The Righteousness of God: A Heart Unveiled by Love
Rom 3:21-30a, Psalm: 129, Lk 11:47-54
Memorial of Saint Margaret Mary Alacoque, Virgin
My dear Sisters and Brothers in Christ,
On this Memorial of Saint Margaret Mary Alacoque, to whom our Lord revealed the profound mysteries of His Sacred Heart, the Word of God presents us with a stark and saving contrast. It is the contrast between a righteousness we futilely try to build for ourselves and the righteousness that God freely gives us as a gift of grace.
In the Gospel, Jesus’ condemnation of the scholars of the law reaches its climax. He accuses them of a terrible irony: they “build the memorials of the prophets” whom their own ancestors killed. In doing so, they testify that they approve of the prophetic legacy, yet their present actions betray the same spirit that rejected the prophets. They hold the “key of knowledge,” the Law that should lead to God, but they themselves do not enter, and they “prevent those who are trying to enter.” Their religion has become a barrier, a system of human approval and intellectual pride that obscures the living God. It is a righteousness constructed by human hands.
This bleak picture of human failure makes the proclamation in St. Paul’s Letter to the Romans all the more glorious. “Now the righteousness of God has been manifested apart from the law,” Paul declares. The Law, misused by the scholars as a barrier, had the true purpose of revealing our sin and our need for a Savior. But now, a new way has been opened. “All have sinned and are deprived of the glory of God,” yet all “are justified freely by his grace through the redemption in Christ Jesus.”
This is the heart of the Gospel. Justification is not something we earn; it is something we receive. It is not a wage, but a gift. Our boasting, our building of religious monuments to our own piety, is excluded. We are made right with God through faith in Jesus Christ, who offered Himself as the perfect sacrifice of expiation, appeasing God’s righteous wrath against sin through His infinite love.
This is the breathtaking truth that was visibly manifested to Saint Margaret Mary Alacoque. In the revelations of the Sacred Heart, Jesus did not show her a heart that was cold, distant, or demanding of impossible standards. He showed her a heart burning with love, a heart that loves us infinitely despite our ingratitude and coldness. The Sacred Heart is the ultimate sign of the “righteousness of God”—not a stern judge’s verdict, but a lover’s ultimate gift. It is the divine response to the human failure we see in the Gospel. Where we build barriers, God tears them down with His wounded side.
As Pope Benedict XVI beautifully taught, “Being Christian is not the result of an ethical choice or a lofty idea, but the encounter with an event, a person, which gives life a new horizon and a decisive direction.” The Sacred Heart is that encounter.
So, what is our takeaway? We are all tempted, in subtle ways, to be like the scholars of the law. We can sometimes think our piety, our knowledge, or our service makes us worthy before God. Today, both Paul and Saint Margaret Mary call us to lay down that burden. We are called to stop building our own memorials and to simply come before the pierced Heart of Jesus, acknowledging our poverty and receiving His grace.

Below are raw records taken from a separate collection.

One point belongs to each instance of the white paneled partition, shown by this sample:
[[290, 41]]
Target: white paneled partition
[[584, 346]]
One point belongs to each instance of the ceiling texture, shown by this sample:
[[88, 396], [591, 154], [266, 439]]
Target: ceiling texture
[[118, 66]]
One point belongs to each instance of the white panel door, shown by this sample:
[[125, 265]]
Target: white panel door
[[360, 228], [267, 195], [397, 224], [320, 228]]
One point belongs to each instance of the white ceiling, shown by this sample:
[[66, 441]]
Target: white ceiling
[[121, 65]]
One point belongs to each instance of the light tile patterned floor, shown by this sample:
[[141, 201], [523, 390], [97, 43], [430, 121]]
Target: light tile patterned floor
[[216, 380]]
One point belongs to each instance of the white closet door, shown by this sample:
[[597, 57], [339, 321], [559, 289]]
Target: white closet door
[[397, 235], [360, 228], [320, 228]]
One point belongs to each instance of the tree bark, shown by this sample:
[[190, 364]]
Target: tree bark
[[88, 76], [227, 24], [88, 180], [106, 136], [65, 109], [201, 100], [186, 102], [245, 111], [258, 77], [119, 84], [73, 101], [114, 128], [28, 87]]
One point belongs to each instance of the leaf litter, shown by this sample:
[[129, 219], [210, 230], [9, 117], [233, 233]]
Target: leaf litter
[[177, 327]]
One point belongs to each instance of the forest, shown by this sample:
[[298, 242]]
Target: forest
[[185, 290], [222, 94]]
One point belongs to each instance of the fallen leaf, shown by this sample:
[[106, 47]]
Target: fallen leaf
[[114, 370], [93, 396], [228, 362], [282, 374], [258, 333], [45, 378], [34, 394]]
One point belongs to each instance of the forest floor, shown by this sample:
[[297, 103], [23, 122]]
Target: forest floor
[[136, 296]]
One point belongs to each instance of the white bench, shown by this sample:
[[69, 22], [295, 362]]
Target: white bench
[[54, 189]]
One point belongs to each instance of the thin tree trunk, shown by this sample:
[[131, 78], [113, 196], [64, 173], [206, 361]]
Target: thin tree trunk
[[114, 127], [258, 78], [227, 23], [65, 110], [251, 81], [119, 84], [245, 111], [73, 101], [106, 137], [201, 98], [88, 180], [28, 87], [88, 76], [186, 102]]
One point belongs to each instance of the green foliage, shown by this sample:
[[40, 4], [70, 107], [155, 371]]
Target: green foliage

The devotion to the Sacred Heart, with its promises of mercy and grace, is an invitation to live by faith in this unconditional love. It is a call to console that Heart by accepting the gift we could never earn.
Let us pray, then, for the grace of true humility. Let us ask St. Margaret Mary to intercede for us, that we may have the courage to drop the “key of knowledge” from our prideful hands, and instead, with the faith of a child, enter through the door that is the wounded and loving Heart of our Savior. Amen.